Photography by Theik Smith

Antoinette Cooper

is a multi-disciplinary artist, educator, and activist dedicated to healing collective trauma through the arts, ancestral wisdom, and embodied practices. Born in Jamaica and raised in NYC public housing, Antoinette is a survivor who knows violence by its first name. As the founder of Black Exhale, she creates sanctuary for the liberated Black body. 

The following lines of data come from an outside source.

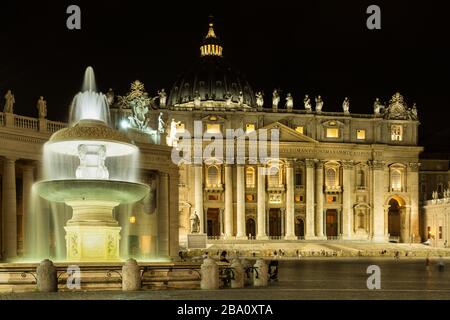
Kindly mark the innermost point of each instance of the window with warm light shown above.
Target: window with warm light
(396, 132)
(180, 127)
(250, 177)
(213, 128)
(332, 132)
(396, 180)
(299, 129)
(361, 134)
(213, 176)
(249, 127)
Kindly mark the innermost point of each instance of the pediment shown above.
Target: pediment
(287, 134)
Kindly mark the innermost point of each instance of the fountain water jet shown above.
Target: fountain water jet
(92, 234)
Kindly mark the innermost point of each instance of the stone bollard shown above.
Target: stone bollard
(210, 275)
(47, 280)
(248, 276)
(261, 275)
(238, 281)
(131, 276)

With a BA from Cornell University, an MFA in Writing from Columbia University, and multiple teaching certifications, Antoinette brings a wealth of experience to this work. She serves on the advisory board for the Narrative Medicine Track of Distinction at CUNY School of Medicine and has trained with Warriors for Embodied Liberation, the Collective Trauma Facilitator program with Thomas Hübl, Ancestral Healing, and the HeartMath Institute.

Antoinette's documentary poetry collection, UNRULY, set to be published January 2025, explores themes of trauma and narrative liberation. Her work has been recognized with a TEDx talk and funding from organizations such as Café Royal Cultural Foundation, Lower Manhattan Cultural Council, Poetry Foundation, Twenty Summers, BLKSPACE, Architectural League of NY, The Rising Foundation, and Weeksville, among others. 

As an organizer, Antoinette is committed to building coherence and resilience in Black communities. Through Black Exhale, she creates collaborative spaces to support intraracial healing, creativity, and embodied social change.